According to advocates against the tariff, the effect of a 100% tariff could be detrimental to almost everyone involved in the wine industry.  The three-tiered wine selling process in America means tariffs affect people at every level of the supply chain. Producers (winemakers and importers) can’t sell directly to retailers, but instead sell to distributors, who then sell to retailers, who sell to consumers.



The effect on importers should be obvious. They will have to pay increased tariff fees to import European wines, and will most likely have to raise prices to afford to do so. However, many distributors will also have to absorb that impact, because they make up their portfolios of wines by combining both domestic and international products. That means they either won’t be able to afford to take on European wines, or will have to sell them at a higher price. A tertiary result of distributors losing out on European wines is that they might also have to sell their domestic products also at a higher price, to make up for the loss. This could all result in the closure of small business importers and distributors, who rely on EU wines to make up their stock.

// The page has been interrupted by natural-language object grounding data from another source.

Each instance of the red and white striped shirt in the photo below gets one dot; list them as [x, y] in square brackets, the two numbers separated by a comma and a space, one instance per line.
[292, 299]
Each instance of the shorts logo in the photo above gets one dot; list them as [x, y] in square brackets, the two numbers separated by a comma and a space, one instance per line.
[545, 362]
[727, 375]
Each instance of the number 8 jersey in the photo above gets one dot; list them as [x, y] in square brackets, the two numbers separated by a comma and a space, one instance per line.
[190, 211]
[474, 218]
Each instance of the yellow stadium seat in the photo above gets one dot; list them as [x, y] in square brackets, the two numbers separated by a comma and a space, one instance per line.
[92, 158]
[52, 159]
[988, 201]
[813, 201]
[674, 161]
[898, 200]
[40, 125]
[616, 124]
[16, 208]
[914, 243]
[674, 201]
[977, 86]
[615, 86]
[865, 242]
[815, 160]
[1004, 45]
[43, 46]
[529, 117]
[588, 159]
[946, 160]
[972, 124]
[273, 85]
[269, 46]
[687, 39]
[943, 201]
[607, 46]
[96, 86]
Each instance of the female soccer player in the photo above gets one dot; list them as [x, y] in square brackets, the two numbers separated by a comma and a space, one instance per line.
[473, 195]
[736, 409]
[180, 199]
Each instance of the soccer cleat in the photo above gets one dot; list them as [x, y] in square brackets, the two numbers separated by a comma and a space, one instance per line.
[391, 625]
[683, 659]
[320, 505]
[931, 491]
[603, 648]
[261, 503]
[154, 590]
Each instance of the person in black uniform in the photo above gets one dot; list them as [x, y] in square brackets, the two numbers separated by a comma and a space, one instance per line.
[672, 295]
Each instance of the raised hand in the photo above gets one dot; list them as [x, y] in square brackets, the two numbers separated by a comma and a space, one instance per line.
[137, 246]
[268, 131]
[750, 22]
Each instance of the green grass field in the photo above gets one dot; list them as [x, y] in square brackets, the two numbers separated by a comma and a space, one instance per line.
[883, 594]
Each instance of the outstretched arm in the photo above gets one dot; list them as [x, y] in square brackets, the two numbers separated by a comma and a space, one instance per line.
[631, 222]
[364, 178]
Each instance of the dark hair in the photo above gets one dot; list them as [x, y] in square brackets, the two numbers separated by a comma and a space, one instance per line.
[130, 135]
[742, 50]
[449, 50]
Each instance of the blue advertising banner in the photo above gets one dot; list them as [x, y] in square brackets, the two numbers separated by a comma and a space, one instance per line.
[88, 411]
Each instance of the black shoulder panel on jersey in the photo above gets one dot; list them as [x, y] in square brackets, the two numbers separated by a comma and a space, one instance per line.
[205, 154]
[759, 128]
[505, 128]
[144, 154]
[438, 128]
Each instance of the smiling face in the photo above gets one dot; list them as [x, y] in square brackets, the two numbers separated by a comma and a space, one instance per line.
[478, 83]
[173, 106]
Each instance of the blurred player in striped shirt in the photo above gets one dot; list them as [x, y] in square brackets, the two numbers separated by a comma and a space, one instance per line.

Consumers will also suffer due to higher prices. However, this isn’t a zero-sum game. A person who enjoys Burgundy reds isn’t automatically going to switch to Washington State Pinot Noirs. The matter of taste, while seeming superficial, could drive consumers, especially those just starting to learn about and enjoy wine, away from wine in general if they are unable to find the wines they like. The wine-industry has experienced growth since the 1990s, but the rising prices and decreased selection caused by a 100% tariff could lead to a major dip in wine sales. 2019 already marked the first decrease in wine consumption in the U.S. since the early nineties, although it is unlikely that the 25% tariffs imposed in October had much to do with it.

The aim of the tariffs is to hurt the EU wine industry and ultimately force EU lawmakers into coming to the negotiating table, but with ever-expanding markets in Asia, some analysts believe the tariffs will not have the desired effect. Analysts predict EU winemakers will simply switch their focus to those expanding Asian markets, where the history and quality of their wines make them very popular. The EU has also said it will respond with retaliatory tariffs should the 100% tariff be imposed, further hurting American exporters and winemakers with markets in the EU. It’s not a pretty picture.

The 100% tariffs are yet to be put in place, and they may only be a scare tactic, but people are bracing for impact should the tariffs be approved. Given the nature of this trigger-happy, spur-of-the-moment nature of the current administration, there is no telling what the future might hold.